Quinzième mission de notre célèbre agent secret James Bond. Un scénario pas aussi percutant que les précédents James Bond mais pas mal pensé. Timothy Dalton reprends le relais de la saga mais je le trouve moins classe et moins bien que les deux précédents acteurs, La James Bond girl n'est pas très convaincante. Les scènes d'actions sont toujours aussi bien tournées avec autant diversité comme la scène avec les jouets d'armes et la course-poursuite en voiture sur la neige. Des gadgets comme on aime voir. L’enchaînement des scènes est bien maîtrisé. Belle musique de générique et les autres musiques accompagnent bien les scènes de combat. Des costumes bien choisi et des décors normaux. Un James Bond qui se laisse regarder avec tranquillité.
Timothy Dalton est plutôt bon mais, il n'est pas du calibre de Sean Connery ou Roger Moore. Le scénario est correct mais comporte quelques scènes pas forcément très utiles.

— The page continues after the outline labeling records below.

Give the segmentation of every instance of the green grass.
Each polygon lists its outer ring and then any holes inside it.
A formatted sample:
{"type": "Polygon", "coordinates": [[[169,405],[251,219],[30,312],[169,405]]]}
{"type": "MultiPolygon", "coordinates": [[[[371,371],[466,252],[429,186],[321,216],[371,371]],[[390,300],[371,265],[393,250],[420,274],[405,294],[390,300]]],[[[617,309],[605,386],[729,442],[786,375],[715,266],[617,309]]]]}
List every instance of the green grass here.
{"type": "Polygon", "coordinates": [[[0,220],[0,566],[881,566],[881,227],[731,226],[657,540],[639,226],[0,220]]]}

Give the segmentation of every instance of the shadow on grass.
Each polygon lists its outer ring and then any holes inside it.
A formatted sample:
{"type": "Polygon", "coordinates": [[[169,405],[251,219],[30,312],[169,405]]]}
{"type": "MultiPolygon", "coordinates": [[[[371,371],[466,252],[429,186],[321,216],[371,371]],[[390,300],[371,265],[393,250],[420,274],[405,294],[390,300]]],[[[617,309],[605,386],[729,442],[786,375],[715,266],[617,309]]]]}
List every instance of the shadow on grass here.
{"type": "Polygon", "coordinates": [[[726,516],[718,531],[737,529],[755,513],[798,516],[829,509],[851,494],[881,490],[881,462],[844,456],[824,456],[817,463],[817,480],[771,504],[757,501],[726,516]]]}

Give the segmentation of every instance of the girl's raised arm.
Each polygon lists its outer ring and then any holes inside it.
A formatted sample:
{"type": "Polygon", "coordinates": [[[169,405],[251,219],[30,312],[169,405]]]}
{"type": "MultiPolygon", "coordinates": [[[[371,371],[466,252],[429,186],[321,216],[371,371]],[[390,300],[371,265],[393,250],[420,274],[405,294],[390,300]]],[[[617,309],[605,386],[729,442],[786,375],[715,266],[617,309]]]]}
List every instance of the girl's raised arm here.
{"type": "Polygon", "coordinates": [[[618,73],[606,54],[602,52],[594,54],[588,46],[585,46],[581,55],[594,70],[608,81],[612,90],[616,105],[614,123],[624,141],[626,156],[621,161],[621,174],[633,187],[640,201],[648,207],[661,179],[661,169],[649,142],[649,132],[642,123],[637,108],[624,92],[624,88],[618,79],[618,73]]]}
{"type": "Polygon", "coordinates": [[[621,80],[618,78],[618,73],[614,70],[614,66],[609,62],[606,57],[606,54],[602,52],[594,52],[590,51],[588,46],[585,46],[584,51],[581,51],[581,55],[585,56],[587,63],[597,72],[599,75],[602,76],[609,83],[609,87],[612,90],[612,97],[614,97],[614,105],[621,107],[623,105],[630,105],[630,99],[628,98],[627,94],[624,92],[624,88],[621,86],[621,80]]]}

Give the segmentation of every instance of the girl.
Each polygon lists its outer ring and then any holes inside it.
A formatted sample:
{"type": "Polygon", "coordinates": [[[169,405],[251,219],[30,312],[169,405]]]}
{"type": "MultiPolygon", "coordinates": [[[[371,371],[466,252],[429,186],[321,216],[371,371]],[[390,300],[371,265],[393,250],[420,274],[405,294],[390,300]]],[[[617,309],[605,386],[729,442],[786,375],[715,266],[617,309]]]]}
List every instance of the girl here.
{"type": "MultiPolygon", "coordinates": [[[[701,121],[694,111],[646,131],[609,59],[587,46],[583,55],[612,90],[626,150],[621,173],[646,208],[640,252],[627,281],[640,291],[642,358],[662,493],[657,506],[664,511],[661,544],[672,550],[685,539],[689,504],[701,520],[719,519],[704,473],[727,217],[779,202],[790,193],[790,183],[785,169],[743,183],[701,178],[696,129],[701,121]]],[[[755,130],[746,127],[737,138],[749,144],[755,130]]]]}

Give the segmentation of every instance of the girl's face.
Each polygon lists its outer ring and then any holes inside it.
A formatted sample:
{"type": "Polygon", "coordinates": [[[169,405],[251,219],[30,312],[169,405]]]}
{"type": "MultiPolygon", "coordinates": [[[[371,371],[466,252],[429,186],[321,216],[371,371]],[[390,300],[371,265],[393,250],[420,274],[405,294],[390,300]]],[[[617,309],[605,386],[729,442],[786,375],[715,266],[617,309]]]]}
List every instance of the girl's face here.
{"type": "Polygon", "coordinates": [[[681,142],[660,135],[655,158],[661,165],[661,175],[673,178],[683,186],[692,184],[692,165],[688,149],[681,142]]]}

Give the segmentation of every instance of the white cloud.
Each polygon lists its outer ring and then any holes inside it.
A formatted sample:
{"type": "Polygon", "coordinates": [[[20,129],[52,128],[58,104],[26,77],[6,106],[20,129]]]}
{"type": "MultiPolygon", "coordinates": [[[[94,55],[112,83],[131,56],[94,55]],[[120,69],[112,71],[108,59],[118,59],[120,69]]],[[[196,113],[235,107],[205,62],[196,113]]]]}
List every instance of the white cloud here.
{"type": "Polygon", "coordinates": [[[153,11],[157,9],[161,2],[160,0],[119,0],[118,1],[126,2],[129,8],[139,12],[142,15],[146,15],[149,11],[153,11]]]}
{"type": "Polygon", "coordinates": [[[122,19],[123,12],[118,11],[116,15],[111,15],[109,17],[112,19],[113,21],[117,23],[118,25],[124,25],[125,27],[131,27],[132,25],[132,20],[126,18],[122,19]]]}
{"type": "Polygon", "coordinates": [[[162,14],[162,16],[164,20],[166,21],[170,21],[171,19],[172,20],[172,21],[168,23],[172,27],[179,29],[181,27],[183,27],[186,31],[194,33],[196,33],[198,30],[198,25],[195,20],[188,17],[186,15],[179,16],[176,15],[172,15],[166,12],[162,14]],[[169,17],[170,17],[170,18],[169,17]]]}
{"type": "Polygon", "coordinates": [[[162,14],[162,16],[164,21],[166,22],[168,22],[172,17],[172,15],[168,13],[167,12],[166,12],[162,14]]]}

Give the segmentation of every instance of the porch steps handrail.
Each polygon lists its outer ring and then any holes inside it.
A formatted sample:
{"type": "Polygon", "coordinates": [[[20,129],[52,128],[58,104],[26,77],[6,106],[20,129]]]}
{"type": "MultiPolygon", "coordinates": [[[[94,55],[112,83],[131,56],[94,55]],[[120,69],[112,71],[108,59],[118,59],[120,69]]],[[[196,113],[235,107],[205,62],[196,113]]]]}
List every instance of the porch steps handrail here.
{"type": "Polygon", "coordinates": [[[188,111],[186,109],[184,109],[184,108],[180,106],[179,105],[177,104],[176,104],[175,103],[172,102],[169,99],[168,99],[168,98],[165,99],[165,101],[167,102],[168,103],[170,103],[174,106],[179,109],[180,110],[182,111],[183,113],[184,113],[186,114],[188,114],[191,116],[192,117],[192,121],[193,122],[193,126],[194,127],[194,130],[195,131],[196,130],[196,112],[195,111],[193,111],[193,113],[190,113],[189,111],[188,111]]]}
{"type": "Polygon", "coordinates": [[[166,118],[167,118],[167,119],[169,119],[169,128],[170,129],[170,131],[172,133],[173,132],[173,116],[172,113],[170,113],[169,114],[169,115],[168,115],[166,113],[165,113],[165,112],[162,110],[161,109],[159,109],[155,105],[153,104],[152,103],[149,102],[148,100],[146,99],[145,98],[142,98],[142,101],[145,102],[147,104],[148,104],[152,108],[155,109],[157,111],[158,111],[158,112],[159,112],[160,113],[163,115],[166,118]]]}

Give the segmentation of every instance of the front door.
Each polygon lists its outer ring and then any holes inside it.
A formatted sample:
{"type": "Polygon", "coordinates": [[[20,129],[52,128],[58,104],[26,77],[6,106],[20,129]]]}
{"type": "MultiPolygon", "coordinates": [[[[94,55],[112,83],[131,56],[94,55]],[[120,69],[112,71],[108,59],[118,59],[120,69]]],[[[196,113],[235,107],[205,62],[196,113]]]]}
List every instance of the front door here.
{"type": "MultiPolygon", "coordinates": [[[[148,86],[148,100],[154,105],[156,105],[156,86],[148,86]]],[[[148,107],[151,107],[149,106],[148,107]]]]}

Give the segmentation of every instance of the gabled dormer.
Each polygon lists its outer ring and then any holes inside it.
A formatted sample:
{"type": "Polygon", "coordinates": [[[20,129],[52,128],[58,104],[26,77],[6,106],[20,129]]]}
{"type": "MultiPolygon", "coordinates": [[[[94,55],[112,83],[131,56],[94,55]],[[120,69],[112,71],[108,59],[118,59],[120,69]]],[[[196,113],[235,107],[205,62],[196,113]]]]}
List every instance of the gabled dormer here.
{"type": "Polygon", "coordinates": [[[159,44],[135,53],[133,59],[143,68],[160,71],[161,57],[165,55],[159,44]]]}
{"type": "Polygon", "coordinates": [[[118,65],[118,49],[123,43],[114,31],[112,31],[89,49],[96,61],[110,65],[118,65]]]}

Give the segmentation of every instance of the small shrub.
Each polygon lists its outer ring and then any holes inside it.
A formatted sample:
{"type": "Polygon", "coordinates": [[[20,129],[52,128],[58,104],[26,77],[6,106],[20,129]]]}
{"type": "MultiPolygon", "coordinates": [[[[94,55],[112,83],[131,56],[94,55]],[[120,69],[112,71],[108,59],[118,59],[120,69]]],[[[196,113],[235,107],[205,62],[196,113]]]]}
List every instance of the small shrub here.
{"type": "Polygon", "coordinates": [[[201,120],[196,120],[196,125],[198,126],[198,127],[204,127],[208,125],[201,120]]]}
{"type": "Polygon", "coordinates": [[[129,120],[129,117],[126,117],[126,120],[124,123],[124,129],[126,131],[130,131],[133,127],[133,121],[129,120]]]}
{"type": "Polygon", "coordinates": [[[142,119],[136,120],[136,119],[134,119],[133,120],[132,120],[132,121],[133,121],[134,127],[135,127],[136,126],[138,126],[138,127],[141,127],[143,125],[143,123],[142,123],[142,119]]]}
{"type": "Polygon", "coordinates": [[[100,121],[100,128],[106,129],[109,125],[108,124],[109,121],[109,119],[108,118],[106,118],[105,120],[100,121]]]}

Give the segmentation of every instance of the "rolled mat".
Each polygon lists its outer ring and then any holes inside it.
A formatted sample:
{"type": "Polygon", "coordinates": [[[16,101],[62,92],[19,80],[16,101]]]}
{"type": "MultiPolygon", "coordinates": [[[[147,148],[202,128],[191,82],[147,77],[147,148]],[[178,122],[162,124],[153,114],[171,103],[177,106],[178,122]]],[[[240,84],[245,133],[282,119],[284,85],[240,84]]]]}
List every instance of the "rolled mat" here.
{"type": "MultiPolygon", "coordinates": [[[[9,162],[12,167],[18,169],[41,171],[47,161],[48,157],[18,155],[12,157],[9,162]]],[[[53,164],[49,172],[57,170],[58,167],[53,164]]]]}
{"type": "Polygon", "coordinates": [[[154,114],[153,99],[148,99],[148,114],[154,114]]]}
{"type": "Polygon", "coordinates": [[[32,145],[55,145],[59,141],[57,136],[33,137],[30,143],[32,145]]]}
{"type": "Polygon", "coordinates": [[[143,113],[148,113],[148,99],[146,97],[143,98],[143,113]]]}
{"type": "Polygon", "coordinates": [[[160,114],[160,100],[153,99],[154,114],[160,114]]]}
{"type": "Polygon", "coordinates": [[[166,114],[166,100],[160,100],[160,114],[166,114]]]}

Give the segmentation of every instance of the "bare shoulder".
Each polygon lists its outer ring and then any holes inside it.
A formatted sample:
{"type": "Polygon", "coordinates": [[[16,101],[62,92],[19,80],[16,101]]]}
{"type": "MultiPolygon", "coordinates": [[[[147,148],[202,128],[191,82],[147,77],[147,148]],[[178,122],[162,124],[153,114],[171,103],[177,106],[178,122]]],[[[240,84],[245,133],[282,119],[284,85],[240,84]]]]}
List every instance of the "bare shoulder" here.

Bon, je mets une étoile, mais au fond je ne sais même pas pourquoi tant ce film est mauvais. Il s'agit peut-être même du pire de toute la saga James Bond, en tout cas il est assurément dans les 5 plus nuls. J'ai d'ailleurs du mal à comprendre l'enthousiasme des critiques et les nombreux 4 étoiles pour ce film plat et inconsistant. Déjà, prendre Timothy Dalton en James Bond, c'est franchement pas l'idée du siècle, il n'a clairement pas la carrure pour endosser le smoking de Bond. Il est trop petit, il manque de charme et n'est pas vraiment crédible dans l'action. De plus, son interprétation trop dure et trop froide du personnage enlève toute forme d'humour au film et le rend peu sympathique. Dalton est un des pires interprètes de James Bond avec Lazenby (le premier sait jouer mais n'a pas la carrure, le second ne savait pas jouer même s’il avait la carrure du personnage de Bond). Et le titre « Tuer n’est pas jouer » est vraiment supra-ringard, à l’image du film en fait. Pour ce qui est du film en lui-même, celui-ci se base sur un scénario bien trop complexe auquel on ne comprend rien du début à la fin. En plus, situer le film en Afghanistan avec les mujaïdins (désolé pour l'orthographe) et les russes n'est pas du tout dépaysant et on n'est pas vraiment transporté par les décors si vous voyez ce que je veux dire. Je ne peux même pas vous dire qui sont les méchants, le film était tellement lent et tellement ennuyeux que je les avais déjà oublié à la fin. Quant à la James Bond girl, c'est la même chose, je me suis tellement fait chier que je l'ai oublié. Ce film est vraiment un monument d'ennui avec lequel peu de films peuvent réaliser. Reste quelques scènes d'action efficaces qui vous réveillent péniblement de temps en temps, mais rien de transcendant non plus. L'ère Dalton commence de façon catastrophique, un film vraiment mauvais. A se demander comment il a pu en faire un deuxième et comment il n'a pas fini comme Lazenby. Certainement le plus mauvais James Bond.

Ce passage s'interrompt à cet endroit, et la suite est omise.